Justice Mohammed Idris of the Federal High Court in Lagos yesterday refused to grant an application of mareva injunction filed by the federal government seeking to stop MTN Nigeria Communications Ltd from moving funds in its accounts in 21 commercial banks out of Nigeria, according to a media report on Monday.
The Leadership newspaper said the Nigerian court held that the federal government failed to place enough material before the court to prove that MTN was about to empty its bank accounts and move its funds out of the country.
The government had filed the application to prevent MTN from boycotting the payment of the N1.04tn fine imposed on it by the Nigerian Communications Commission (NCC) for its failure to deactivate its unregistered subscribers.

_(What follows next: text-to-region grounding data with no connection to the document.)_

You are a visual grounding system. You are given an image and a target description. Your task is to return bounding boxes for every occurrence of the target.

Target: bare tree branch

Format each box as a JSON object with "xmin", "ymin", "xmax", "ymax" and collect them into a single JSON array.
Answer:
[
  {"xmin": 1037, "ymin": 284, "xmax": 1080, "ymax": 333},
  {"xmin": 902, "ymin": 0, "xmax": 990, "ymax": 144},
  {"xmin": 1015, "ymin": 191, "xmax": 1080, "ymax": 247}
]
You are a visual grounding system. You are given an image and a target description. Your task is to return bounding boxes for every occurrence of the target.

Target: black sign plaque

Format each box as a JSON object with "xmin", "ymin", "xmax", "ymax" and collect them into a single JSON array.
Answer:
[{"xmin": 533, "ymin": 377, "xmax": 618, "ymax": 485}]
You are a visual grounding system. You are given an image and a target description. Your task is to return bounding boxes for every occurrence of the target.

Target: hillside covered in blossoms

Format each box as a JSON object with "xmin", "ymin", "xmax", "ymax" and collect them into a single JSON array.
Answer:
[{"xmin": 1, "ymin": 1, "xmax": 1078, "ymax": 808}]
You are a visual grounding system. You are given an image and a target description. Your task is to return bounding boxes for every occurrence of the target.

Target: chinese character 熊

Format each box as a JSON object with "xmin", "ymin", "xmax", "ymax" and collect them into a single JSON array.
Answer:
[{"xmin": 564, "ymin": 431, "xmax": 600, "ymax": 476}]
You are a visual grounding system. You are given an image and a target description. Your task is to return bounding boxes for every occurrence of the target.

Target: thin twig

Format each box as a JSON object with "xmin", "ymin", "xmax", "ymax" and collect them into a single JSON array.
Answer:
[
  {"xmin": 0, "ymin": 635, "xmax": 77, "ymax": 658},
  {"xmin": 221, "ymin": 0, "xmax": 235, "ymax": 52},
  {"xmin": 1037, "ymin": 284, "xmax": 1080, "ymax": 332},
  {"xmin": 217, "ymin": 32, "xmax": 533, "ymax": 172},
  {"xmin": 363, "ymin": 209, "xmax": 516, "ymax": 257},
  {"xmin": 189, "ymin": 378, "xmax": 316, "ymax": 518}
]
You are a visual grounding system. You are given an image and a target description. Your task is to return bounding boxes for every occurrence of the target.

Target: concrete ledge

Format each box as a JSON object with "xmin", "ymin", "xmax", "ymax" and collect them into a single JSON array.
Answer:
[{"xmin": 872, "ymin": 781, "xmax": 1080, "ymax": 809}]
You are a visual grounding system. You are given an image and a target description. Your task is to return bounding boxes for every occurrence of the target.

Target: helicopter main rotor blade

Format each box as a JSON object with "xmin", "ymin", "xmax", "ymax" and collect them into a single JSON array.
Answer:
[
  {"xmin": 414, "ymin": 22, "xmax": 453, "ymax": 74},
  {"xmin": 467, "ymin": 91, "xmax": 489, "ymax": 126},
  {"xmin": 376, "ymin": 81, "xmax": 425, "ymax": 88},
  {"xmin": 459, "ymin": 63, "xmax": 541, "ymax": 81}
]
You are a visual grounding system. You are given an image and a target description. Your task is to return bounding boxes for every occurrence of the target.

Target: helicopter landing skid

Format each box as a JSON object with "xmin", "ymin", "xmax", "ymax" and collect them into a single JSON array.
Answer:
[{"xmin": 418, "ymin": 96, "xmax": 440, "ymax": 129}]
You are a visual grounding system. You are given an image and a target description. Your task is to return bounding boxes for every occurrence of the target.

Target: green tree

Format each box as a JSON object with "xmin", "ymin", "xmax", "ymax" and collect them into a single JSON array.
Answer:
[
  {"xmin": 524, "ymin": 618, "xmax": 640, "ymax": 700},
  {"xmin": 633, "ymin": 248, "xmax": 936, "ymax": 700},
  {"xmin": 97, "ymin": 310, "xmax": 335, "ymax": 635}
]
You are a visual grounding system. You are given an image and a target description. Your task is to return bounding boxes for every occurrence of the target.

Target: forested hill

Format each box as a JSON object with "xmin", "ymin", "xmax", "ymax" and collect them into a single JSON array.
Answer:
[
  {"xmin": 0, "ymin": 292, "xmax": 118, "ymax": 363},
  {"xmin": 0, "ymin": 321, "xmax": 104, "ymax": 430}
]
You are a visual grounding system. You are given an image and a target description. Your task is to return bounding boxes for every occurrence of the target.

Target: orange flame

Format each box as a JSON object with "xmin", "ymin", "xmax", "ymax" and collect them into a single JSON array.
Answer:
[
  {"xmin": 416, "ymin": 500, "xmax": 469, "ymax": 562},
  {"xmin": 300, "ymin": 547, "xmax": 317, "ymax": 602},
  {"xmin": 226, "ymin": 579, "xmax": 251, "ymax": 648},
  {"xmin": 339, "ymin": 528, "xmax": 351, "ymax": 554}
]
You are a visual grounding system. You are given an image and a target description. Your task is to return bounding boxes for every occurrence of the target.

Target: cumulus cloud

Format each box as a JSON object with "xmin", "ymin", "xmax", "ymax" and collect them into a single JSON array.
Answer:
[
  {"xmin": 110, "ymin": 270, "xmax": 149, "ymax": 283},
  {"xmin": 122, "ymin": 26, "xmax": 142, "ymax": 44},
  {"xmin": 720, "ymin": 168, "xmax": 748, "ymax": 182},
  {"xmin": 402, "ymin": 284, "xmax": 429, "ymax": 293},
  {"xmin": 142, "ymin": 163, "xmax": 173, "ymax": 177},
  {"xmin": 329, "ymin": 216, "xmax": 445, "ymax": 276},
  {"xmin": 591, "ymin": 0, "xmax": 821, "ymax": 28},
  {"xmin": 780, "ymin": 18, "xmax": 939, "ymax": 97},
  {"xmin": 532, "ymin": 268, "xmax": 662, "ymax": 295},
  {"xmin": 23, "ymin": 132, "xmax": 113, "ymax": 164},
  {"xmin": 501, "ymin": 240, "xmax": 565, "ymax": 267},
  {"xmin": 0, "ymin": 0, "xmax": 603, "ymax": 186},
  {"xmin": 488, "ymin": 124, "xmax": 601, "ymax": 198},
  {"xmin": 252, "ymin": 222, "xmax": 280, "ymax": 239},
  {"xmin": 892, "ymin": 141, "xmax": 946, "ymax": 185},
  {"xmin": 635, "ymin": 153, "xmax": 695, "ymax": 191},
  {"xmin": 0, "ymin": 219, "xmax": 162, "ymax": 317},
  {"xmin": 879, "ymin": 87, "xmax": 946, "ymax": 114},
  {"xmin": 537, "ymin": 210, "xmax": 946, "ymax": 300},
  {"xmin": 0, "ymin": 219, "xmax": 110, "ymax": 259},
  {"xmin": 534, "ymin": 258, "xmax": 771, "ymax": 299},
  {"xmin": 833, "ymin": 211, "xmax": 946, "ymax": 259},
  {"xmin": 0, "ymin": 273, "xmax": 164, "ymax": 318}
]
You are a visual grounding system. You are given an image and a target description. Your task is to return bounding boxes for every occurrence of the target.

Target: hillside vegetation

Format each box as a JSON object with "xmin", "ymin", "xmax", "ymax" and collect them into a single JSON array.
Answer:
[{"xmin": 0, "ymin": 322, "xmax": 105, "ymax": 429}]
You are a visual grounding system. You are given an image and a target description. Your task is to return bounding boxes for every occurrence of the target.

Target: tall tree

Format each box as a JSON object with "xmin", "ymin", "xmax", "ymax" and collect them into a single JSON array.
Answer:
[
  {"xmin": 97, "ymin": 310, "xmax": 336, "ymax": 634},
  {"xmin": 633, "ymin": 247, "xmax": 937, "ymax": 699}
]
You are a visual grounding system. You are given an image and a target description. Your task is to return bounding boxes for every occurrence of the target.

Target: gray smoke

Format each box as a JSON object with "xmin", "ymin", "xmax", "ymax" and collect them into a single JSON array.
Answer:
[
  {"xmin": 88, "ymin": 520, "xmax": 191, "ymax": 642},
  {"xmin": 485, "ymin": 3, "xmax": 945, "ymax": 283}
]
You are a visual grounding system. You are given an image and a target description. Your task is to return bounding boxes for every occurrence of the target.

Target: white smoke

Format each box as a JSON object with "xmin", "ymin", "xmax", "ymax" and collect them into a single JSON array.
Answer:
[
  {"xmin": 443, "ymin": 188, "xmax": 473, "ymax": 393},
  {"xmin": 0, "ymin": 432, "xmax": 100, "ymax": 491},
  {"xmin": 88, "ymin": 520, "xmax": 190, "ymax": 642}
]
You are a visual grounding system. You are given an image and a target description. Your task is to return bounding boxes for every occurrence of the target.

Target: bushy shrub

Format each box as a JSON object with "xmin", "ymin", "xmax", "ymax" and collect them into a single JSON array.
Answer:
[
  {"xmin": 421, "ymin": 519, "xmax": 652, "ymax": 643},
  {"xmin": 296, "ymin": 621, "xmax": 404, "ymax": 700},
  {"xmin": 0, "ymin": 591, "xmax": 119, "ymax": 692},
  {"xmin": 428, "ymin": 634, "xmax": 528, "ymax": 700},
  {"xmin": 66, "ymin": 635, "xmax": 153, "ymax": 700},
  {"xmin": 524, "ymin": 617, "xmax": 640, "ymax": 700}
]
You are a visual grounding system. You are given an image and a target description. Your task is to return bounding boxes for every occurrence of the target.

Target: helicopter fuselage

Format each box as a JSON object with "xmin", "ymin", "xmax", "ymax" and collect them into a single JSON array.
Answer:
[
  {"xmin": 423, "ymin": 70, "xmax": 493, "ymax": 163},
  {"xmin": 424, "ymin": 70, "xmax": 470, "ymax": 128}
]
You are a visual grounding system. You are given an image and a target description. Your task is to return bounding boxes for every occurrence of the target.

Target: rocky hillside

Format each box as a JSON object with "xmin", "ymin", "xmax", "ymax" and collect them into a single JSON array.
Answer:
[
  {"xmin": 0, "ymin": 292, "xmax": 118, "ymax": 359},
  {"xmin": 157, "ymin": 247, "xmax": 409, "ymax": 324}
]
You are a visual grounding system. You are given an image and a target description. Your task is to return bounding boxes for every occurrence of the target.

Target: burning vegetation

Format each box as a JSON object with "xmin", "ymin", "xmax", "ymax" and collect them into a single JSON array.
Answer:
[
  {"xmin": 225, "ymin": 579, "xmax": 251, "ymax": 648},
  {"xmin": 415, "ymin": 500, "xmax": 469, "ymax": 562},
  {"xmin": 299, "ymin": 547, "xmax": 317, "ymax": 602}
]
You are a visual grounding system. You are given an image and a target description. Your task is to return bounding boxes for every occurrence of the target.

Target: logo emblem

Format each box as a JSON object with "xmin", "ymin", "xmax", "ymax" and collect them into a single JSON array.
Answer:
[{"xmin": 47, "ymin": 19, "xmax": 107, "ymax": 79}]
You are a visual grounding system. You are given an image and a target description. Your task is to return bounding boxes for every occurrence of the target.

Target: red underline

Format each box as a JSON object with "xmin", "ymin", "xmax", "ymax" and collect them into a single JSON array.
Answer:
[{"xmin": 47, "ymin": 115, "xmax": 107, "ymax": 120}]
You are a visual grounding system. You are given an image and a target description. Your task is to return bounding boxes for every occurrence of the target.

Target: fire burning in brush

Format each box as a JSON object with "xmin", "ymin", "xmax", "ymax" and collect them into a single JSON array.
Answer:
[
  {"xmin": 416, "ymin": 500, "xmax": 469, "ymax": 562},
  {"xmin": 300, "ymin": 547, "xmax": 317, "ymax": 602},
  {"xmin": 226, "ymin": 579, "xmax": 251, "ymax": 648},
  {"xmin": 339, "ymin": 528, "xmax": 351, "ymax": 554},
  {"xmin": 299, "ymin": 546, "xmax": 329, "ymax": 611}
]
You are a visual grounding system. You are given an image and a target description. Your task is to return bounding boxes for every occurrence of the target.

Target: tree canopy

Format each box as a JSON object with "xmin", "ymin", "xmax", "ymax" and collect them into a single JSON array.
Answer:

The government had specifically urged the court for an order directing all the 21 banks to open a special interest-yielding account in the name of the Chief Registrar of the Federal High Court and move N1.04tn out of whatever funds that were standing to MTN’s credit in their possession.
The government, in an affidavit attached to the application, expressed the fear that MTN could move all its funds out of the country before the N1.04tn fine could be enforced.
The Leadership newspaper reported that the Justice head declined to grant the application, holding that the case was a very sensitive one and of public interest, so he would rather urgently hear the case filed by MTN to challenge the fine and give a judgment within a short time.
But before he adjourned the case to January 22, 2016 for hearing the judge made an order for the parties to maintain status quo ante bellum pending the determination of the suit.
MTN was given a December 31 deadline to pay the fine for its failure to disconnect 5.2 million subscribers who did not register their SIM cards. The payment deadline has expired.
The South African-based telco has hired seven Senior Advocates of Nigeria (SAN) to fight the R59 billion ($3.9 billion) fine in the Federal High Court in Lagos. The initial fine was $5.2 billion and was in December reduced to $3.9 billion.
MTN through its lawyers led by Chief Wole Olanipekun (SAN) is challenging the NCC’s powers to impose the fine. It argued that NCC being a regulator cannot assume all the functions of the state. It is seeking the appropriate reliefs.